Aber Max, eine rotbraune Katze mit weißen Pfoten, wird immer noch vermisst.

Für Gajardo ist es jetzt von größter Bedeutung, Max zu finden. So viel ist in den Flammen verschwunden und kehrt nie wieder zurück: Familienfotos, Erbstücke, Gegenstände, die sich im Laufe eines Lebens angesammelt haben.

Doch die Aussicht auf eine Genesung von Max gibt Gajardo Hoffnung. Er hat Fotos der Ingwerkatze mit Online-Gruppen geteilt, die nach dem Brand entstanden sind, um verlorene Haustiere wieder mit ihren Besitzern in Verbindung zu bringen.

„Max ist ein mürrischer Kerl, das sieht man schon an seinem Gesichtsausdruck“, sagte Gajardo liebevoll und zeigte Al Jazeera einen Schnappschuss der Katze mit dem zerknitterten Gesicht. „Ich habe ihn vermisst. Ich würde ihn mir um den Hals legen. Er würde in unseren Zimmern schlafen.“

Ein Hauch von Möglichkeit hat Gajardo zur O’Higgins-Schule gebracht: Früher am Morgen hatte die Klinik angerufen und ihm mitgeteilt, dass sie eine Katze gefunden hätten, die Max‘ Beschreibung entsprach.

Gajardo kam sofort an und wollte unbedingt sehen, ob es tatsächlich Max war. „Ich hoffe, er ist es“, sagte er und wartete geduldig in der leeren Halle.

Eine Frau hält einen Pitbull still, während eine andere Frau sein entzündetes Auge untersucht.
Margarita Herrera (links) hält ihren Pitbull Nitro für eine Inspektion im schwer betroffenen Viertel El Olivar in Viña del Mar, Chile, still [Charis McGowan/Al Jazeera]

Das Trauma angehen

Östlich der Klinik, auf den Hügeln mit Blick auf die Stadt, liegt das Viertel El Olivar, eines der am stärksten von den Bränden betroffenen Gebiete.

Die Bewohner dort mussten Trümmerhaufen – die Überreste ihrer ehemaligen Häuser – wegfegen, um Platz für provisorische Zelte aus Planen zu schaffen.

Margarita Herrera ist unter ihnen. In den Trümmern ihres Hauses stand sie neben ihrer Haustierbulldogge Nitro. In seinem Augenwinkel ragte eine rosafarbene Glühbirne auf, geschwollen und wund: Sein Tränenkanal war seit dem Brand entzündet.

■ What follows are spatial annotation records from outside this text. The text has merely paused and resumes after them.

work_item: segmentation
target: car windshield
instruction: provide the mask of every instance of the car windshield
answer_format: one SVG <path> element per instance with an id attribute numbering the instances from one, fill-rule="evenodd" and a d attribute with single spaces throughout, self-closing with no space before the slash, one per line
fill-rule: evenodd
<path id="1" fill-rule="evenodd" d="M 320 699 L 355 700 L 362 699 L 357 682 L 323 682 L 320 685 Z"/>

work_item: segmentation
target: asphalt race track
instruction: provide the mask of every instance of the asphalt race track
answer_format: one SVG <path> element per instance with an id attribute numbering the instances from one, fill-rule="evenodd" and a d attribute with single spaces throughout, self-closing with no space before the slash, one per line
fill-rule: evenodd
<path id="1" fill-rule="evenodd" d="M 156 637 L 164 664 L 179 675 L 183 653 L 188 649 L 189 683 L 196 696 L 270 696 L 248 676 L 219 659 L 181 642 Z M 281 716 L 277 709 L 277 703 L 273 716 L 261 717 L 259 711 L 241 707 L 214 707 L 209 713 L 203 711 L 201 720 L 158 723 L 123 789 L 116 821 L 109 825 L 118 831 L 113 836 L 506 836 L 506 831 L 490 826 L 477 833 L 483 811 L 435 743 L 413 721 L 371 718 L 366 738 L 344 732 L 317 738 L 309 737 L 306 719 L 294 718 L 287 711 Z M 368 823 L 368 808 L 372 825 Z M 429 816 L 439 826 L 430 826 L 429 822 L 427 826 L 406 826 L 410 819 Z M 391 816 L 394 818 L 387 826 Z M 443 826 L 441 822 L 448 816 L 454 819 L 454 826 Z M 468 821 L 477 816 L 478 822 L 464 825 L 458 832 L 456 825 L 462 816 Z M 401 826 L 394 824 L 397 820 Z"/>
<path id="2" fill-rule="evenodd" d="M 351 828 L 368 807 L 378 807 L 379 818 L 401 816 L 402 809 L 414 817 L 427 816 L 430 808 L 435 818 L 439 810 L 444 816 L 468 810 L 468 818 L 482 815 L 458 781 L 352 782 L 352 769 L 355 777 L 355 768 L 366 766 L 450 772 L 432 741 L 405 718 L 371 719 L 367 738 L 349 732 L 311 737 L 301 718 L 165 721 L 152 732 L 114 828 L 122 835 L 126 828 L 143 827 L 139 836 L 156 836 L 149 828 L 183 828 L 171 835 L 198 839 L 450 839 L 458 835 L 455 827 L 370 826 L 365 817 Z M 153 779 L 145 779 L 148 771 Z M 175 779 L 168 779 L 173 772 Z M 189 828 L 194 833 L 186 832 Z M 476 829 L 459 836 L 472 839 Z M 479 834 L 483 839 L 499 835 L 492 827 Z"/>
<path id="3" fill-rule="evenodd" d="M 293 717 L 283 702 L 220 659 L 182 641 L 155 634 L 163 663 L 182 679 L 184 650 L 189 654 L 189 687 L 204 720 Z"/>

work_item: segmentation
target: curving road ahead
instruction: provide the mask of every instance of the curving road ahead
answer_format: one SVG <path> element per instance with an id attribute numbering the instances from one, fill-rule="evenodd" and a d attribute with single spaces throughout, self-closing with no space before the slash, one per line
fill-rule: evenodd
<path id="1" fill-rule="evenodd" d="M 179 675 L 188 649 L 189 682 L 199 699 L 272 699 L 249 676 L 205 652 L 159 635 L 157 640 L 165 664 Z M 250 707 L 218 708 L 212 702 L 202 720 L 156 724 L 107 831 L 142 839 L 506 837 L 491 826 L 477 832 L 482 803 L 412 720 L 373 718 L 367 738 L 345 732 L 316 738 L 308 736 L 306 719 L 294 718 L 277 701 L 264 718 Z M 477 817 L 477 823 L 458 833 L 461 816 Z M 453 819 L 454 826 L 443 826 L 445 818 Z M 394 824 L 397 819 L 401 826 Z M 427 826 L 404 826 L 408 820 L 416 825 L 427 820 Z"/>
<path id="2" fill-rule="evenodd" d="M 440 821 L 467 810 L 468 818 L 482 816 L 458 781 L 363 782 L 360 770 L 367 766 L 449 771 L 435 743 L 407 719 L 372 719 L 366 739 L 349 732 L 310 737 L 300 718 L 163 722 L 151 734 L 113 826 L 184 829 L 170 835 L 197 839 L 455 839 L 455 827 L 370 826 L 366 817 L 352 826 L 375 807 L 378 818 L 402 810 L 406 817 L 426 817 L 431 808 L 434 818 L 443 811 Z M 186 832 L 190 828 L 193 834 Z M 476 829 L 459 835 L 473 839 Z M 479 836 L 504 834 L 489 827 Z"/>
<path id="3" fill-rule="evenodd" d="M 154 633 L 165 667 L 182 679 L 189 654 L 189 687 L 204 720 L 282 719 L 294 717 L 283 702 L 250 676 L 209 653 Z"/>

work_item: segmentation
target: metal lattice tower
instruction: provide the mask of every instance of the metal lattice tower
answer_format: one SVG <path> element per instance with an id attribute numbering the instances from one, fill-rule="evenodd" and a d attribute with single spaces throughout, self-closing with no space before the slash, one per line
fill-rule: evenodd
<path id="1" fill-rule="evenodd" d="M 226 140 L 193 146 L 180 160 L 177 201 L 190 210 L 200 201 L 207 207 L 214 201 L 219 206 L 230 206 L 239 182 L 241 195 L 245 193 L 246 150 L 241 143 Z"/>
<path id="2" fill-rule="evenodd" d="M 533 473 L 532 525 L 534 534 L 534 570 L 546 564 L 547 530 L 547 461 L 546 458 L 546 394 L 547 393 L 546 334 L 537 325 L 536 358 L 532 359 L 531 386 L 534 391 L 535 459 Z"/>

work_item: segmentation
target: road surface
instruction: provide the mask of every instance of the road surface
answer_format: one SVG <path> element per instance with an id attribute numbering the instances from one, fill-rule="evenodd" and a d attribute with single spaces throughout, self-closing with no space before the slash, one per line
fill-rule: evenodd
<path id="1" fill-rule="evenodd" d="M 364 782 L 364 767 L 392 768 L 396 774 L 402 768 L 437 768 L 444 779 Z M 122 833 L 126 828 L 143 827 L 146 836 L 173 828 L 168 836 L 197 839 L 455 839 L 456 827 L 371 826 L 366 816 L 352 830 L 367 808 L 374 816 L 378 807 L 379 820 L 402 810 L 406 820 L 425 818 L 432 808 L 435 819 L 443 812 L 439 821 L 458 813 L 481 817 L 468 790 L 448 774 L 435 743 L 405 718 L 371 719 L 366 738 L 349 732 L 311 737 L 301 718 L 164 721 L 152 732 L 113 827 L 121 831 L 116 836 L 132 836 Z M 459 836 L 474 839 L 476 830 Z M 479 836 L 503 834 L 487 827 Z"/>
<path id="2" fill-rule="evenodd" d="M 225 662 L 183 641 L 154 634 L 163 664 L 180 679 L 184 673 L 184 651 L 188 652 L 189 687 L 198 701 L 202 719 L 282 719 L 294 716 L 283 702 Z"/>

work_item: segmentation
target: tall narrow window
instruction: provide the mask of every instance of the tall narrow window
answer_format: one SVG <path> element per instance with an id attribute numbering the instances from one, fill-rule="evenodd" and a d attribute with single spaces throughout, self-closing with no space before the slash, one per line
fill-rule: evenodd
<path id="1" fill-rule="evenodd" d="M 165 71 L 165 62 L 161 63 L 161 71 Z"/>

Als die Schwellung immer größer wurde, machte sich Herrera Sorgen, dass die giftige Asche Nitros Infektion verschlimmern würde. Letzte Woche rief sie auf der Social-Media-Plattform TikTok zu Hilfe.

„Er könnte sein Auge verlieren. „Wir können unser Haus wieder aufbauen, aber sein Auge können wir nicht zurückbringen“, sagte Herrera, während Nitro pflichtbewusst zu ihren Füßen saß.

„In eine Tierklinik zu gehen, sei keine Option“, erklärte Herrera, während sie sich hinhockte, um Nitros Kopf zu streicheln. Wenn sie das Gebiet verlässt, könnten Plünderer ihre wenigen verbliebenen Habseligkeiten durchwühlen: „Sie würden das wenige rauben, was uns noch bleibt.“

Kelly Donithan, die Leiterin der globalen Katastrophenhilfe der Humane Society International, einer gemeinnützigen Tierschutzorganisation, war unter denen, die kamen, um Nitro und anderen Tieren in der Nachbarschaft zu helfen.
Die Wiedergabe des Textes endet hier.